2021 Louis MacNeice Prize for Creative Writing - winners announced

The winners of the second Merton College Louis MacNeice Prize for Creative Writing have been announced, with French undergraduates topping both fields: third-year Elena Vargas-Richards in the poetry category, and first-year Nalishebo Simukulwa in the short story category.

Elena explained that the idea for her poem, La matria, came to her through a creative writing class she attended during her current year abroad in France:

"I grew up in a family spanning different continents and I experienced the myriad cultural shifts and code switches that have come alongside this. As what some people might call a 'third culture kid' (having parents or family members from two separate cultures and feeling displaced or accepted into a third culture), I find it easy yet powerful to write about how I perceive my cultural identity – if I even subscribe to that phrase.

"I am passionate about poetry and writing in Spanish; I also enjoy integrating it into other languages, and exploring the results. In this poem I was able to play around with italics, bold font, lines and spacing, which was gratifying as my relationship with the country of my mother is many-layered... I hope the reader’s visual journey through the text reflects a small part of that."

She added:

"I would like to thank Merton and this year’s judging panel for running the competition and reading entries. The Louis MacNeice prize, existing without guidelines or themes, is a wonderful opportunity to send in your own writing shaped as you desire it."

Nalishebo said she was thrilled to be given the award for her story, Babysitting, adding:

"I am grateful to both the judging panel and the competition organisers for giving me this opportunity. Babysitting is my first short story and to have it recognised is very encouraging.

"In Babysitting, we follow an afternoon in the lives of Lulu and Ash, two teenage best friends who have a weekend job babysitting local children. The story is told from Lulu’s perspective and as the day unravels, we learn more about the dynamics in the girls’ relationship. I wrote Babysitting after going through old photographs and reimagining the events within them; I really wanted to write a story with characters that felt familiar to me.

"I look forward to continuing my writing and producing more short stories. Hopefully, as I progress I will develop my work to encompass longer works of fiction also and I am sure that having the experience writing short stories such as Babysitting will help me accomplish this goal."

Third-year Law DPhil student Tsvetelina van Benthem was awarded proxime in the short story category. She said:

“I would like to express my gratitude to the panel and to Merton College for organising the competition. Creative outlets such as this allow students to step out, at least for a little while, from their academic routines, and reconnect with joys and pleasures that many of us may have almost forgotten.

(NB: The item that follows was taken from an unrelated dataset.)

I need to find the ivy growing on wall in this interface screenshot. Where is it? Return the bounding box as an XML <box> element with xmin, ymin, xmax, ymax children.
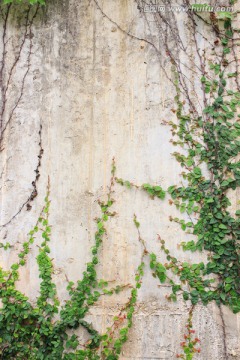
<box><xmin>0</xmin><ymin>0</ymin><xmax>239</xmax><ymax>359</ymax></box>
<box><xmin>2</xmin><ymin>0</ymin><xmax>45</xmax><ymax>5</ymax></box>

"Life Hunters is loosely based on a dream I had in the early days of the second lockdown. It also incorporates thoughts, memories and anxieties that I have, for many years, felt the need to put to paper. This is a story about adaptation, with all the pain, doubts and uncertainties that accompany it. It is also a story about resilience and the search for meaning, with touches of humanity shining through even in the most unlikely of times and places.”

The Lizard: Lucertola lucertola, I watch you there, sitting belly to hot concrete, absorbing the sun, melting into the background like an outlaw —you take in the hot, still air with your tongue, heartbeat almost stopping, while the sound of dogs barking and a handsaw trimming the dry hedges disturbs such stillness Lucertola lucertola I see you skirting the roadside, looking for a crack in which to dive when a shadow darkens your sight —a pebbly palace, your rocky hide decorated with patches of tarmac here and there, and alive with moss all parched, near white from too little water and too much sun Lucertola lucertola I croon as I lean on the window ledge, my mind calm and motionless as the lake in the distance —she, rich and blue, daughter of the hills that surround me, homespun patchworks of leaves and branches only I know about your existence —your stock-still basking and sunshine dances Lucertola lucertola
Isobel Sanders' handwritten and illustrated version of her poem The Lizard


The poetry category proxime was third-year Modern Languages undergraduate Isobel Sanders, for her poems The Dragon Fly and The Lizard:

“I am a languages student and The Lizard was written while I was living near the stunning Lake Iseo in Northern Italy during my year abroad. I aimed to capture the arid stillness of where I was in eastern Lombardy, inspired by how the harsh Ligurian environment governs Ungaretti's poetry. My own poem came very much from my location and my situation; my perceptions as an alien to the region seemed especially vivid.

"I wanted to place some kind of restriction on the form to see what happened. The result? Not too much. The Lizard's shy, evasive rhyme scheme came relatively organically, perhaps helped along by the informal dialogic register and natural subject.

"To win proxime is a very encouraging surprise, and also sets a great challenge for further efforts with my creative writing."

Commendations were given to Shekinah Vera-Cruz, Pablo Scheffer and William Wickstead in the poetry category; and to Anna Stephen and William Wickstead for their short stories.

The competition was open to all current students enrolled at Merton College and has been named in honour of a Merton alumnus, Louis MacNeice (1926), a poet and playwright who attended the college during the 1920s. The entries were judged by one of this year’s Visiting Research Fellows in the Creative Arts, Will Eaves.